Mathematician Chat V.floor(π) - General

[QUOTE=Scoooooby;40622892]What's a good site to use for college liberal arts mathematics? And yes you can rate me dumb, I failed it because I couldn't do mortgage stuff. I could do algebra, but I'm scared and don't want to fail anymore so I'm retaking liberal arts. And I want to make sure I pass, so any suggestions for sites?[/QUOTE] PM me a list of all the general topics, and I could probably get together with you and tutor you. As for individual websites; wolfram alpha is a pretty good online calculator for some pretty nifty things. Wikipedia can provide some decent 'dumbed-down' approaches to some of the topics. Just, as always with WP, be careful with the information. Quite a few of the math departments from various schools around the U.S. provide some of their lecture notes for certain classes online that are available for the public to view, this may be helpful. And I'm sure I'm missing a few other good sources, so if anyone else knows of any, please feel free to expand for me.
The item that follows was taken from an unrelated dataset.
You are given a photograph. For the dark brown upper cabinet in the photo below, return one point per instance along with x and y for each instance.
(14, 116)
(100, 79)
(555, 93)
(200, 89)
Thanks guys, that's very helpful. I guess the rate of stupid mistakes grows exponentially depending on how late you stay up :v The problem with the inequality is not something I probably would have realised but that expansion of the sum was horrible. How shameful.

Modeling with differential equations was a nightmare. I have a profound respect for some of the guys here like Joey and Johnny, I probably couldn't comprehend half the stuff you guys know if I had a lifetime to learn it. Just goes to show that "class rank" has nothing to do with actual ability.

I saw this today. [IMG]http://latex.codecogs.com/gif.latex?\lim_{n\rightarrow%20\infty}%20\frac{n}{\sqrt[n]{n!}}=%20e[/IMG] Nifty!

That's pretty cool, any background behind it? I've forgotten most of the stuff we did with limits.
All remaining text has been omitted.